There are people in the world who take things seriously, and since such there be, it is a delightful respite to view them with "Patience" through the eyes of Gilbert and Sullivan. Now these people (yes, you may be one of them) are like the Snark, of which's unmistakable marks
"The worst is its slowness in taking a jest,
Should you happen to venture on one,
It will sigh like a thing that is deeply distressed,
And it always looks grave at a pun."
These Mrs. Gummidges hold, all seriously and quite incontrovertibly, that the Savoy Operas are silly, which is true enough; that George White has lovelier ladies in his chorus than the Gilbertians, and more effective stage properties, solid pudding arguments not to be denied. But they forget to add, that, whatever the Roman splendors of George White may be, the Savoy Operas have an evasive, indefinable, yet robust charm.
The Playgoer shrinks when he realizes how coarsely some may construe his comparison with twentieth-century George White. A good fifty years ago when "Patience" was first played, the streets of London were lighted by gas, Bond Street brightened by a sunflower in the arms of a velveteen breeched young man, later known to his friends as Sebastian Melmouth. To understand this remarkable young man one had to read the Yellow Book, live up to one's blue china, grow long hair, be super-aesthetical, think of lilies, and have a sense of humor; the last qualification is, of course, paradoxical. Now Gilbert and Sullivan refused to have anything except a sense of humor, and insisted on putting too-too together to get vanity. That is sufficient apologia for "Patience."
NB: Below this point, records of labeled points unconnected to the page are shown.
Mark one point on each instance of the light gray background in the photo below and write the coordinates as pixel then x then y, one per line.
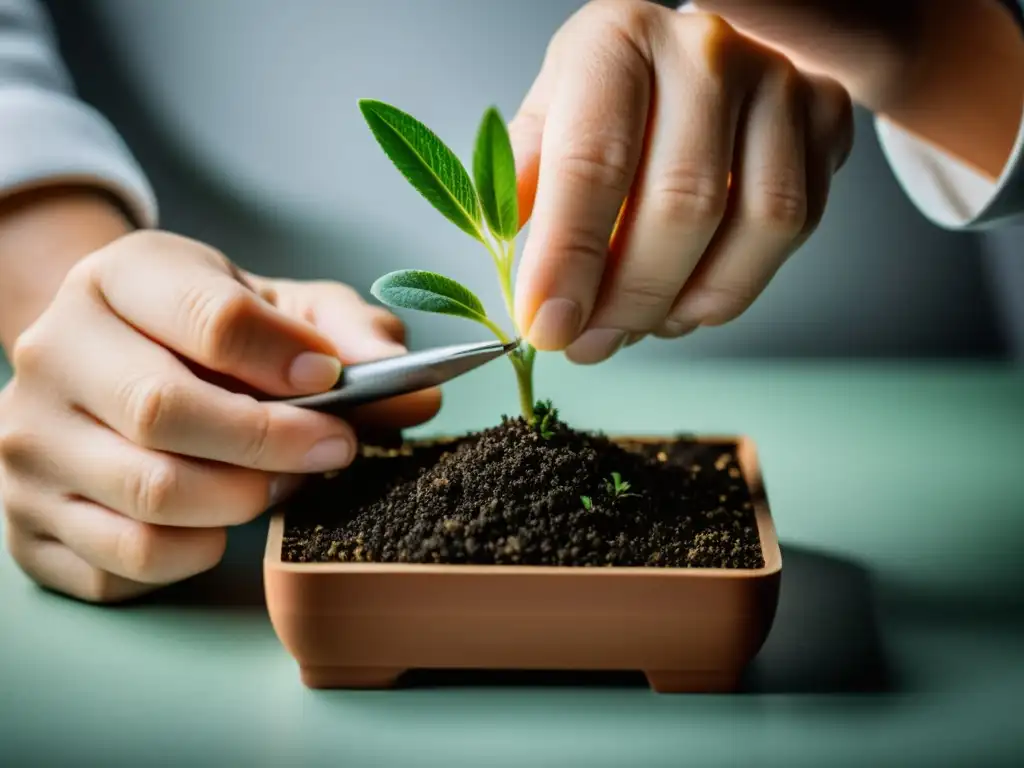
pixel 244 114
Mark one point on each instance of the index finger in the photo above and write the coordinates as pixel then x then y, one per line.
pixel 593 138
pixel 189 299
pixel 142 391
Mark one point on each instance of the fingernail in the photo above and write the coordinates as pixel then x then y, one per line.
pixel 388 347
pixel 314 372
pixel 634 339
pixel 596 345
pixel 674 329
pixel 555 325
pixel 332 453
pixel 282 486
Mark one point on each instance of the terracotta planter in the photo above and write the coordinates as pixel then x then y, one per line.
pixel 689 630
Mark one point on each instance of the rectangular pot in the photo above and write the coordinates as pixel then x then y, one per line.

The Hollis, one may discover, is not L'Opera, "Patience" is not Wagnerian, it is not the height of the season even in Boston; it is to display a most quibbling quiddity to remark that the twenty love-sick maidens of the Civic Light Opera Company are but sixteen, or that the choruses might conceivably be better. There are excellences which triumphantly conquer all cavil. Lingering uppermost in memory is ever Mr. Moulan, who is as sprightly an aesthetic sham as ever trod worn boards. Miss Hart, as Patience, she is blithe, and she is gay, and she is sufficient. Mr. Joseph Macaulay makes, ah, a very Narcissus in the velveteens of Archibald the All-Right. If one might criticize Miss Laura Ferguson for languishing overmuch, there is always the answer that languishing becomes her as it did many a Victorian damozel. For the residuum, they are All-Right.
There are many things one longs to say to an indifferent Harvard. To the commonplace young man, the matter of fact young man, the study and stolid-y, week-end half-holiday, three A's and a B young man, the message is:
Tickets for the Savoys should be purchased with avidity,
To overcome your dullness and your natural placidity.